Skip to content

Architecture Reference

Data model

Core entities

Organization
  ├── has many: Scopes (pending → approved → rejected)
  ├── has many: Scans
  ├── has many: Assets
  │     └── has many: AssetEdges (directed graph)
  ├── has many: Vulnerabilities (attached to Assets)
  ├── has many: ExposureChanges (timeline of attack-surface changes)
  ├── has many: Files (metadata for S3/MinIO objects)
  └── has many: Members (User × role)

Asset graph

Assets are stored in assets table, relationships in asset_edges:

assets        (id, org_id, type, value, normalized_value, …)
asset_edges   (id, org_id, from_asset_id, to_asset_id, relation_type, …)

Supported relation types: owns, contains, resolves_to, points_to, exposes, serves, has_path, has_parameter, has_certificate, has_vulnerability, discovered_by, related_to, generated_candidate, announces, discovered_url

uses_technology is legacy/deprecated. New scans store technologies in asset metadata instead of creating technology nodes or edges.

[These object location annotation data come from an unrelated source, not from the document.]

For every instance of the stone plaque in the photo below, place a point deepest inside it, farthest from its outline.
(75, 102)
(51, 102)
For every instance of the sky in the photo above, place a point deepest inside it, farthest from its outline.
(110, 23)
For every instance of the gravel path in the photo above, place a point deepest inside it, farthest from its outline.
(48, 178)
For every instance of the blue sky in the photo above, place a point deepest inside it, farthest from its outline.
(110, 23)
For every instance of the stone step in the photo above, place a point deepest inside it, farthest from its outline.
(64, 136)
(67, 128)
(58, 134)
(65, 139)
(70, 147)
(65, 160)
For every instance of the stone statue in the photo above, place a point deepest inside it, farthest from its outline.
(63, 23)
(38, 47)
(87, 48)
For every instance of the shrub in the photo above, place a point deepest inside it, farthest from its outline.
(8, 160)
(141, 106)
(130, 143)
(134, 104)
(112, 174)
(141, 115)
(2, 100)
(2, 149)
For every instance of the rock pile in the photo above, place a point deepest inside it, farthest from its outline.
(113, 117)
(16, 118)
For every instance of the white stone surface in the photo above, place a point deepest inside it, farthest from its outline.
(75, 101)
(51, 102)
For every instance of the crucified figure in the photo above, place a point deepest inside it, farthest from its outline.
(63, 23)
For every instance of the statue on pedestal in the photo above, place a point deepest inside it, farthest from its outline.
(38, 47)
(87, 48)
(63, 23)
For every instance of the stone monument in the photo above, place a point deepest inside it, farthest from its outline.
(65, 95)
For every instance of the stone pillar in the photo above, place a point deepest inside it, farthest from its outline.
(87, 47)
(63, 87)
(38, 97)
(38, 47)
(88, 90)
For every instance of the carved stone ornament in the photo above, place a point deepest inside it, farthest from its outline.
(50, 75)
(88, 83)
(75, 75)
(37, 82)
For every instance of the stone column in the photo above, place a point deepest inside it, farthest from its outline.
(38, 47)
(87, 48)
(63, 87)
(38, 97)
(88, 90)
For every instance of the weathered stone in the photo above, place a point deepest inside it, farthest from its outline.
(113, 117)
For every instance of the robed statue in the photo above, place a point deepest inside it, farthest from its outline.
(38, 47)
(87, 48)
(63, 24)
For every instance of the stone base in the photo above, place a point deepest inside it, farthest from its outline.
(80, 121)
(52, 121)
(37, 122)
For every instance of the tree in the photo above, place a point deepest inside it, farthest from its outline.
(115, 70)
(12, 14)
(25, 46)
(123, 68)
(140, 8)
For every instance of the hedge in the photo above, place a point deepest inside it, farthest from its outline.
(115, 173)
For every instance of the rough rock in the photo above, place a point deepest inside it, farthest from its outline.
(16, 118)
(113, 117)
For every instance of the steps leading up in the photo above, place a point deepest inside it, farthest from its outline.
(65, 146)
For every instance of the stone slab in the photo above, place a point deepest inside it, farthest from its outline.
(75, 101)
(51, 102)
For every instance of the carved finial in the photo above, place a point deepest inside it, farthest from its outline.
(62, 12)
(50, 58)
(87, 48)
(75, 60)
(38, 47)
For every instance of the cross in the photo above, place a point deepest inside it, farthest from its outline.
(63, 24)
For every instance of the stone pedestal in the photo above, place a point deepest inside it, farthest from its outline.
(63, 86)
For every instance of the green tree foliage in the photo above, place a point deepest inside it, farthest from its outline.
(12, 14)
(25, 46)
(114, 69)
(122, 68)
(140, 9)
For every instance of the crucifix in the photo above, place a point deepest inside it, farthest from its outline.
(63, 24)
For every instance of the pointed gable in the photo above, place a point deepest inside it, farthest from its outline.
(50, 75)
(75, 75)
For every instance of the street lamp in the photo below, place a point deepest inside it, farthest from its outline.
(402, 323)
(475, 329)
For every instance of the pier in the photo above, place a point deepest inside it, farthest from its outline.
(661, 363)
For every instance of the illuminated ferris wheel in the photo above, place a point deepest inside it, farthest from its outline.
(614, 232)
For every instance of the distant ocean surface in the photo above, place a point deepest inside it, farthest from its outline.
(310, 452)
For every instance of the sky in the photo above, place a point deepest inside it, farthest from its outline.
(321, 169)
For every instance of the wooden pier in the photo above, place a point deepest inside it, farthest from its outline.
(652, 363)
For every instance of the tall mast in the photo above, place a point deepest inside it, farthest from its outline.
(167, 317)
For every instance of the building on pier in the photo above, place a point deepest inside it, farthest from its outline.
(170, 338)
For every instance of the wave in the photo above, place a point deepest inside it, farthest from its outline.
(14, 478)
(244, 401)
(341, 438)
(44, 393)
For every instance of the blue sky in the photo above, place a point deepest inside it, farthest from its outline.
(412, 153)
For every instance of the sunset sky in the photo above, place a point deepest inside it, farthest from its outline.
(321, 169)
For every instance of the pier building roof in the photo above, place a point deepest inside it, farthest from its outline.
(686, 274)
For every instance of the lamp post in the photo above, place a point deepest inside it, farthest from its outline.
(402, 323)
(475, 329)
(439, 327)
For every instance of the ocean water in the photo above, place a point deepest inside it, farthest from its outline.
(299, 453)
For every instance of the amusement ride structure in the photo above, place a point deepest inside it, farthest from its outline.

Canonical EASM graph chain

The backend relation builder keeps attack-surface topology in this order:

domain -> subdomain -> ip -> service -> url -> vulnerability

Allowed branches are:

  • url -> path
  • url -> discovered_url
  • service/url/subdomain/domain -> certificate, preferring service when host/IP/port metadata is available
  • asn -> cidr
  • organization/owner nodes to ASN where supported by plugin metadata

HTTP probing is service-first: when a URL has IP and port metadata, the worker finds or creates the canonical service asset ip:port/tcp, creates ip -[exposes]-> service, then creates service -[serves]-> url. It does not create direct ip -> url or subdomain -> url edges when a service can be identified. If no IP/service is known, the worker may create a degraded host serves URL edge until later DNS/port data enriches the graph.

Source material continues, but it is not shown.